Ali Fazal plays SI Jayprakash in a way that goes against the conventions of Indian crime drama heroics. Rather than a larger-than-life supercop, Jayprakash is written and performed as an ambitious, frustrated, lower-caste officer fighting institutional prejudice while solving a case that defines his career. Fazal’s performance is built on restraint — silences, physical exhaustion, quiet desperation — rather than speeches and confrontations. Multiple critics have called it a career-best. The role also carries significant social weight through its caste dimensions, which Fazal handles without ever making it feel like he’s performing a political statement.

Q10: Is there a Season 2 of Raakh?

As of June 2026, no Season 2 of Raakh has been announced. The story is self-contained and draws from a specific real-life case with a definitive historical conclusion. A sequel would likely require a different case and possibly a different structure. Given the show’s strong reception, a continuation with the same lead character is possible but not confirmed.

Q11: Is Raakh similar to Mirzapur?

The only significant overlap between Raakh and Mirzapur is Ali Fazal. Tonally and structurally, they are very different shows. Mirzapur is a gangster epic with heightened, kinetic energy and a sprawling ensemble. Raakh is a slow-burn, period-set crime investigation grounded in emotional realism. If you loved Mirzapur for the action and scale, Raakh may feel slower than expected. If you loved it for the moral complexity and the performances, Raakh will reward you significantly.
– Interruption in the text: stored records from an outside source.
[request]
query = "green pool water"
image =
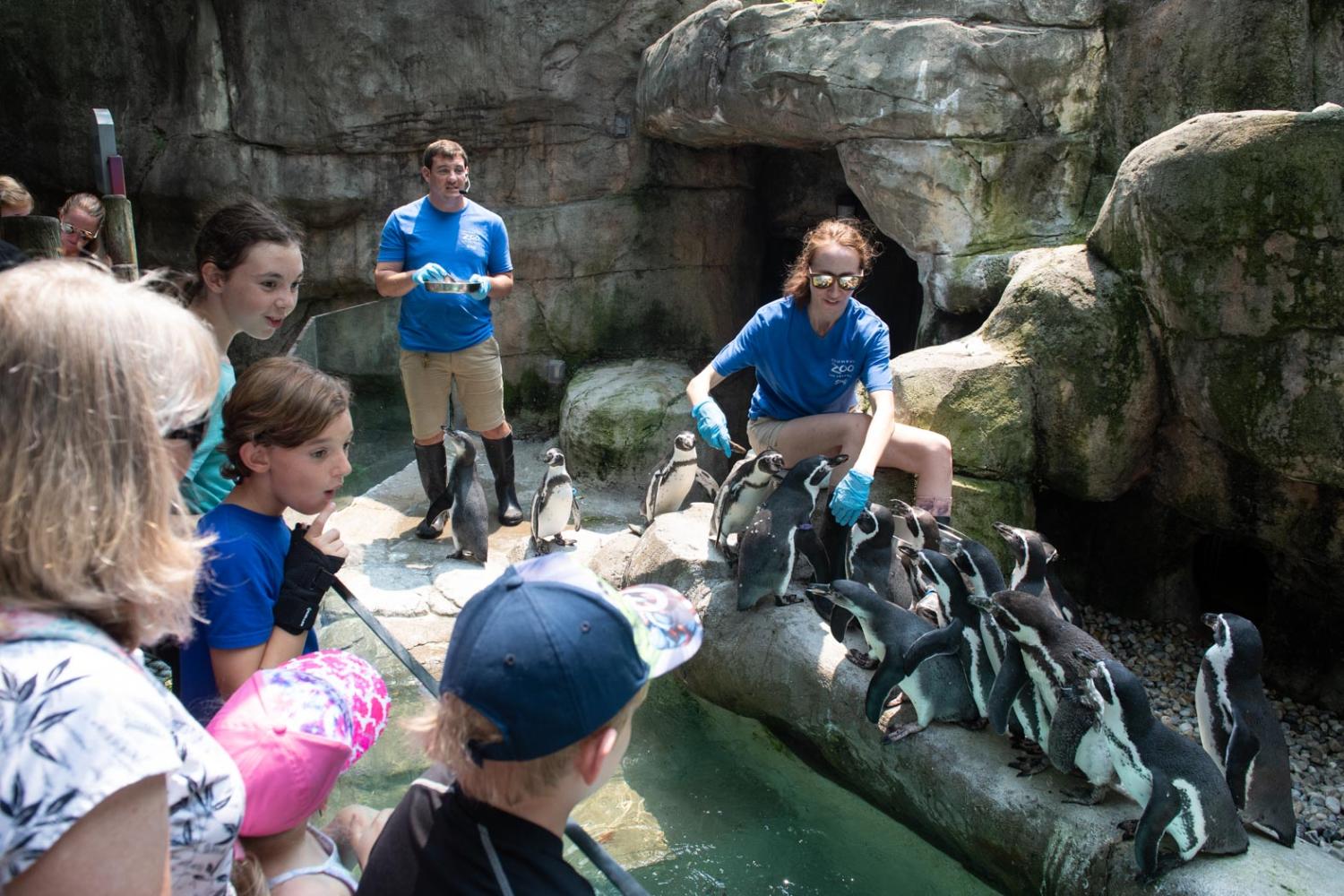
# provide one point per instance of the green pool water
(726, 809)
(707, 802)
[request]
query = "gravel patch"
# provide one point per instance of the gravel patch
(1167, 657)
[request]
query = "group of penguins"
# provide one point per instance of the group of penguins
(961, 643)
(964, 645)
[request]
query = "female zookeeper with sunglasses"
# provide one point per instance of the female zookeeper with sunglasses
(808, 349)
(81, 226)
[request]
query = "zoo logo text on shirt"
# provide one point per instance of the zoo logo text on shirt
(841, 368)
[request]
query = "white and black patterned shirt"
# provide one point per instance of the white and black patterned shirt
(78, 721)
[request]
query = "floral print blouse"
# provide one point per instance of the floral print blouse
(80, 720)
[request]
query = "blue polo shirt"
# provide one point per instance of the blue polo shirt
(236, 594)
(800, 374)
(472, 241)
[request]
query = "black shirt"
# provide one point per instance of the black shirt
(441, 841)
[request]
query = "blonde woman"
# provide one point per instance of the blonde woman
(108, 782)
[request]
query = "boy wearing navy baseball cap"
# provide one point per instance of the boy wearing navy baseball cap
(542, 677)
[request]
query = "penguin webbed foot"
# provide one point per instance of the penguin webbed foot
(1024, 745)
(1164, 864)
(1088, 796)
(900, 732)
(862, 659)
(1030, 764)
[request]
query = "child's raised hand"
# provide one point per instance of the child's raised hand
(325, 538)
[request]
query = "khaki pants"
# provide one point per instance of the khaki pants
(763, 433)
(427, 378)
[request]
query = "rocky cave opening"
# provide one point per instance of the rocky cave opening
(798, 188)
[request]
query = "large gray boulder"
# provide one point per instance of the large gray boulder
(1236, 238)
(782, 667)
(1059, 386)
(618, 419)
(961, 131)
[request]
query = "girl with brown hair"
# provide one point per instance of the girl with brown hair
(809, 349)
(287, 437)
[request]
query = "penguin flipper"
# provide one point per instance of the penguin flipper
(806, 541)
(1242, 748)
(1161, 809)
(887, 677)
(1008, 683)
(938, 642)
(840, 619)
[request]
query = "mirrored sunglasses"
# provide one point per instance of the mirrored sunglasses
(72, 228)
(191, 435)
(847, 281)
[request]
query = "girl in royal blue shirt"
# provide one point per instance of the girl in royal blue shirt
(808, 349)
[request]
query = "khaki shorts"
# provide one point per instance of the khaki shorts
(427, 378)
(763, 433)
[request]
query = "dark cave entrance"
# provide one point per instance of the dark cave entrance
(797, 190)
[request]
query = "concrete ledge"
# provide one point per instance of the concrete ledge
(953, 786)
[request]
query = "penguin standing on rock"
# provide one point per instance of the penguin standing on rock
(1241, 729)
(467, 501)
(937, 689)
(672, 481)
(961, 637)
(554, 504)
(1048, 651)
(750, 482)
(1031, 570)
(780, 530)
(1182, 791)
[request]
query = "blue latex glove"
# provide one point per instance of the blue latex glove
(849, 497)
(427, 273)
(712, 425)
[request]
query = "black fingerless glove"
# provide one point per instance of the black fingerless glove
(308, 573)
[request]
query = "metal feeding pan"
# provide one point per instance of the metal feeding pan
(452, 287)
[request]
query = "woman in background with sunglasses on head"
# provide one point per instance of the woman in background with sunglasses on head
(81, 226)
(809, 349)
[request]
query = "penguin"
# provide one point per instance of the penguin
(750, 482)
(672, 481)
(780, 530)
(1241, 729)
(1048, 646)
(961, 637)
(916, 525)
(467, 501)
(937, 689)
(984, 578)
(863, 554)
(554, 504)
(1030, 568)
(1180, 788)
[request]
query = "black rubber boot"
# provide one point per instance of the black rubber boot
(500, 454)
(432, 461)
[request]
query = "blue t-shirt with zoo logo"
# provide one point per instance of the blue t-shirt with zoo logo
(800, 374)
(472, 241)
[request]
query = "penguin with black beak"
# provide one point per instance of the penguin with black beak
(1241, 729)
(937, 689)
(1180, 788)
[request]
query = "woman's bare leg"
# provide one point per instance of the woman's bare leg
(929, 457)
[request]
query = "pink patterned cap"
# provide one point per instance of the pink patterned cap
(295, 728)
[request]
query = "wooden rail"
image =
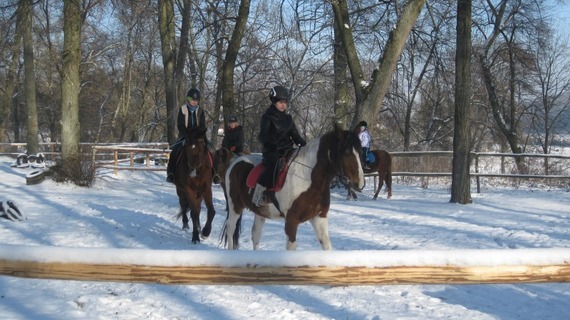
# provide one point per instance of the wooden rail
(287, 268)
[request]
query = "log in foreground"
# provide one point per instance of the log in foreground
(335, 268)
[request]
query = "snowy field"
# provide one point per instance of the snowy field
(138, 209)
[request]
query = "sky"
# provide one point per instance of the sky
(137, 210)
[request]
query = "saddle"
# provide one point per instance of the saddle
(282, 169)
(370, 157)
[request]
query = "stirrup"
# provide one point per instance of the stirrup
(258, 195)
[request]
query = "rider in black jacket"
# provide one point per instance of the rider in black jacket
(278, 135)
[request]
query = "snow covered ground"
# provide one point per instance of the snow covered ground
(138, 209)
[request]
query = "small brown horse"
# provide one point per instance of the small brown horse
(305, 195)
(382, 166)
(193, 180)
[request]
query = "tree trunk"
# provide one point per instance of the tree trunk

Q12: What is the content advisory for Raakh?

The series deals with kidnapping, murder, and sexual violence involving minors. While the showmakers handle these elements with restraint — focusing on aftermath and implication rather than explicit depiction — the subject matter is inherently distressing. Viewer discretion is strongly advised. The show is intended for mature audiences only.
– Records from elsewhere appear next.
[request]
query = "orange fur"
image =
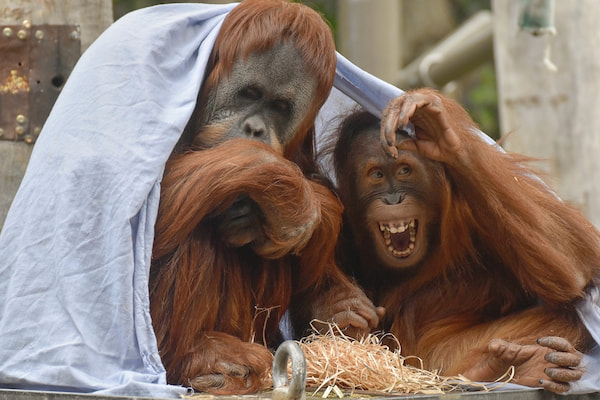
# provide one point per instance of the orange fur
(200, 286)
(511, 260)
(242, 34)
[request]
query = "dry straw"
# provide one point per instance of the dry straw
(370, 367)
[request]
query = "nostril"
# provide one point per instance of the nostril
(254, 127)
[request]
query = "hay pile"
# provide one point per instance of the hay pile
(334, 360)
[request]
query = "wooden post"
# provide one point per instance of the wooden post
(93, 17)
(552, 113)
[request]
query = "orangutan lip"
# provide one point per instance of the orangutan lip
(400, 237)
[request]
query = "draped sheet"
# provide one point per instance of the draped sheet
(76, 244)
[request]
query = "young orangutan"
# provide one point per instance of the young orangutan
(478, 264)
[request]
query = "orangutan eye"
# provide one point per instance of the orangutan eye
(376, 173)
(404, 170)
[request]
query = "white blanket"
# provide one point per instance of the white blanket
(75, 247)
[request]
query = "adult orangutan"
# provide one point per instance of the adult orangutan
(242, 234)
(478, 264)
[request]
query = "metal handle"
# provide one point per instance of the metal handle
(294, 388)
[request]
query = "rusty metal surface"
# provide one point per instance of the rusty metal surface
(35, 62)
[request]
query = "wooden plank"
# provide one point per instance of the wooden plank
(93, 17)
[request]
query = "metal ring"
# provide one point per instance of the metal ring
(285, 389)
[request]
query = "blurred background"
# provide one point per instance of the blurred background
(528, 71)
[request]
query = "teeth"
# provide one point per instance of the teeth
(388, 229)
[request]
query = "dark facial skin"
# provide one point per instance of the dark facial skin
(394, 203)
(264, 98)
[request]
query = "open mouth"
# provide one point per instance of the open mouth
(400, 237)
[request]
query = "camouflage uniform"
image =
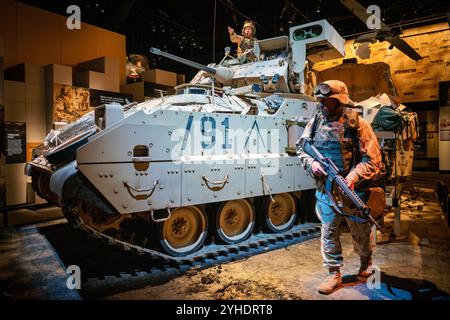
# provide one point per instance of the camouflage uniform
(243, 42)
(332, 140)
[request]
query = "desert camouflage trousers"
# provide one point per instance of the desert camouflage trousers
(330, 243)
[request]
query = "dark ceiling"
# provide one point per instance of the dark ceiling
(186, 28)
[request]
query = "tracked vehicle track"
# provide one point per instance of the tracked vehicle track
(169, 267)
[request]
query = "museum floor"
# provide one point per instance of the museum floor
(414, 265)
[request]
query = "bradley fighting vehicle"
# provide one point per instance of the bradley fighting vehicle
(213, 160)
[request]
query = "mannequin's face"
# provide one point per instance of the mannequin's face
(248, 32)
(331, 105)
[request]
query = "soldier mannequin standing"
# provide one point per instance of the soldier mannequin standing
(347, 139)
(245, 41)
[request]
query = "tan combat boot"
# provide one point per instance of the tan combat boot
(364, 269)
(332, 283)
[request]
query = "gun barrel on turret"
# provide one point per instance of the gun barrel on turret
(222, 74)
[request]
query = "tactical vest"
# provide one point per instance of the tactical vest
(245, 44)
(337, 139)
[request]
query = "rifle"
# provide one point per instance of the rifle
(333, 175)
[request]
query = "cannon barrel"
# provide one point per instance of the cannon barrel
(221, 74)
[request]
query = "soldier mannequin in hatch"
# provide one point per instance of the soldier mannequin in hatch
(245, 41)
(350, 142)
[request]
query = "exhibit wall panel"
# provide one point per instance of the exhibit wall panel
(414, 80)
(36, 36)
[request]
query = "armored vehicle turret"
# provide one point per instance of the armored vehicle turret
(217, 160)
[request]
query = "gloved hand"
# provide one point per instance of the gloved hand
(351, 179)
(317, 169)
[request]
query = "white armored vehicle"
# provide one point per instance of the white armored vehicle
(213, 161)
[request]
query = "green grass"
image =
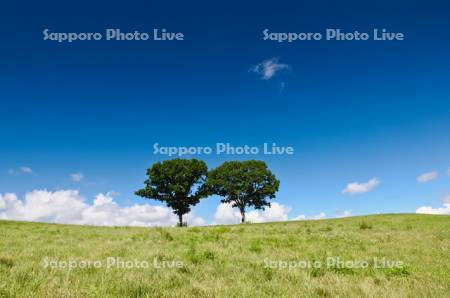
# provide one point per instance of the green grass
(229, 261)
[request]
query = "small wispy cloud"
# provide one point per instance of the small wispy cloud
(269, 68)
(356, 188)
(20, 170)
(425, 177)
(76, 177)
(346, 213)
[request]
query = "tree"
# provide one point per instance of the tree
(178, 182)
(243, 184)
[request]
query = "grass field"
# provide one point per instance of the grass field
(230, 261)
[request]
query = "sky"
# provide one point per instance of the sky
(369, 121)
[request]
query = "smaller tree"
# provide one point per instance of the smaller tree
(243, 184)
(179, 183)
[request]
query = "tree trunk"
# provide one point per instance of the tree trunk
(180, 220)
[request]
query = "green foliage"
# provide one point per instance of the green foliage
(231, 265)
(179, 183)
(243, 184)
Q13: What language is Raakh in?

Raakh is in Hindi. It is available with subtitles in multiple languages including English, Tamil, Telugu, Kannada, Malayalam, and several international languages on Amazon Prime Video.

Q14: What does “Raakh” mean?

Raakh is a Hindi word meaning “ash” or “ashes.” The title functions as both a literal reference to the aftermath of destruction and a metaphorical one — the ashes left behind after a crime that burned through lives, a family, and a city’s sense of safety.
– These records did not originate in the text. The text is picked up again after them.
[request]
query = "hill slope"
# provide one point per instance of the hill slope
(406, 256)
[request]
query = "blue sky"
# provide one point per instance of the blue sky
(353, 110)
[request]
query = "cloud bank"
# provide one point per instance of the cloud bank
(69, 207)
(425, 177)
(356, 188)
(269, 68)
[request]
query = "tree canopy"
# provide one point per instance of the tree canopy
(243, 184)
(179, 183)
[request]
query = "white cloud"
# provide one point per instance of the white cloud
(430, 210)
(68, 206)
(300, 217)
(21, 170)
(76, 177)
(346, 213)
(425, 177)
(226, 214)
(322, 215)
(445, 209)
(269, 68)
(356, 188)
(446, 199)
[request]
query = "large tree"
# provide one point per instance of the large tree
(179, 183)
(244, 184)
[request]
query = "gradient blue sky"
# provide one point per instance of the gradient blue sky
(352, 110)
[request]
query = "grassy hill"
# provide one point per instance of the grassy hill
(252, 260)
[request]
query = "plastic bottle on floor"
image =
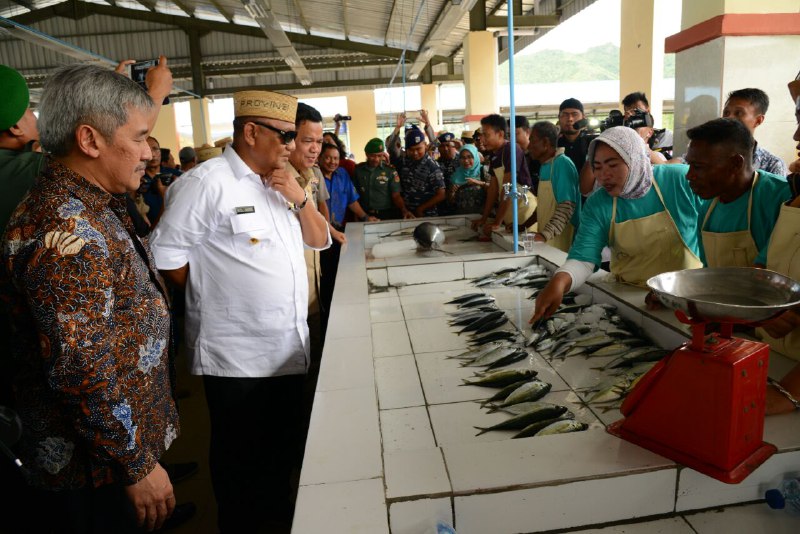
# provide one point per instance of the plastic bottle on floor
(786, 497)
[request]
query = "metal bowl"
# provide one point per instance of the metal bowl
(726, 294)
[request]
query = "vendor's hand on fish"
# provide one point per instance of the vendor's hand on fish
(549, 299)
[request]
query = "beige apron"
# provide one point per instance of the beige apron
(547, 208)
(730, 249)
(523, 212)
(783, 256)
(642, 248)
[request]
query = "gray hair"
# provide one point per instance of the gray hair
(86, 94)
(187, 154)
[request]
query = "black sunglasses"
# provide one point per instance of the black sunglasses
(286, 137)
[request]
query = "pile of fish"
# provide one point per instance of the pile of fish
(578, 328)
(519, 390)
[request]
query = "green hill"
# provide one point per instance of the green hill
(553, 66)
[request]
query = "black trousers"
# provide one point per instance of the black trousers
(255, 445)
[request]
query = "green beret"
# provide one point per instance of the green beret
(374, 146)
(15, 97)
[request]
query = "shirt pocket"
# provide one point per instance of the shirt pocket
(250, 234)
Q15: Is Raakh India’s best crime series?

That’s a strong claim, and a subjective one. It belongs in the top tier of Indian streaming crime drama alongside Delhi Crime, Paatal Lok, Kohrra, and Black Warrant. Whether it’s the best depends on what you prioritize — if you value emotional focus on victims and families above all else, Raakh may be the finest example of that approach. If you want procedural tightness and moral complexity across multiple storylines, Delhi Crime and Paatal Lok may edge it out. All four, however, represent the best that Indian crime storytelling has to offer in the streaming era.

Final Verdict

Raakh is not a comfortable watch. It was never meant to be. It’s a series about a crime that fundamentally changed how an entire city thought about safety, trust, and what lurks beneath the surface of ordinary life. The fact that it makes you feel that change — not just understand it intellectually — is a measure of how well it’s been made.

Ali Fazal’s Jayprakash is one of the great police characters in Indian streaming. Sonali Bendre and Aamir Bashir carry grief with a dignity that rarely appears on screen. Akash Makhija and Ramandeep Yadav are genuinely frightening without resorting to performance. And Prosit Roy brings the same social conscience and visual intelligence that made Paatal Lok essential viewing.

It has its weaknesses — a slow start, one subplot too many, pacing that occasionally loses its rhythm. But when Raakh works, which is most of the time, it is exactly the kind of storytelling that Indian crime drama has been growing toward: emotionally honest, socially aware, and deeply respectful of the real human cost of the events it depicts.

It is currently streaming on Amazon Prime Video. Watch it when you’re ready for something that will sit with you.

Rating: 4/5

Reviewed by an independent critic with a focus on Indian and South Asian streaming content. This review is based on all eight episodes of Season 1.